Click HERE for an interior tour of St. Paul CME

The story of St. Paul CME cannot be told without relating the story of the renowned farmer and plantation owner, David Dickson. David Dickson was one of the wealthiest planters in Hancock County at a time when Hancock County was arguably the wealthiest county in pre – Civil War Georgia. Even though his land was not regarded as particularly suited to raising cotton and other cash crops, David pioneered agricultural techniques that were way ahead of his time. His fame as a planter was known far and wide.

David Dickson was also an outcast among the white planters of the region because of his open romantic relationship with one of his slaves, Julia Francis. Upon his death, the daughter(Amanda) he had with Julia was set to solely inherit all of Dickson’s landholdings – about 17,000 acres appraised at $309,000.00. After legal battles that went all of the way to the Georgia Supreme Court with the other Dickson would-be heirs, Amanda America Dickson won her right to the land and became the wealthiest African-American woman in the country.

To learn more about the life of Amanda Dickson click here.

The St. Paul CME church was organized in 1857 by slaves on the Dickson Plantation. In 1870, property near the brush arbor where services were conducted was deeded over to the church. This property is the site of the present church and cemetery. Lucius Holsey, a well-known Bishop in the CME church, founder of Paine College in Augusta, and former slave of Richard Malcolm Johnston, began his preaching career at this church. There have been many notable church leaders since, and the congregation is still active today having established a new sanctuary close to the one above.

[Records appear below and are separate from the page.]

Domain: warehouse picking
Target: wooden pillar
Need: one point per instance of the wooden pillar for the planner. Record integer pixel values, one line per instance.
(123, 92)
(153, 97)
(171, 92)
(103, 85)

St. Paul is off of the beaten path. There is a wide open field in the middle of the woods at the junction of St. Paul Church Road, Pine Bloom Road, and an unnamed dirt road that leads back to the Dickson Plantation house. The church grounds offer a quiet, peaceful place to reflect upon the lives of slaves and former slaves as they struggled to define themselves within the limits of their reality. The cemetery is unusually large for such a rural cemetery, and many of the markers are home-made. The congregation must have felt strongly about leaving reminders of the past for the future. Maintenance of the cemetery and church grounds is a daunting task considering the size, but things are well kept. We encourage visitors to be mindful of the sacred history of this place and the stories – both good and bad – that it has to tell.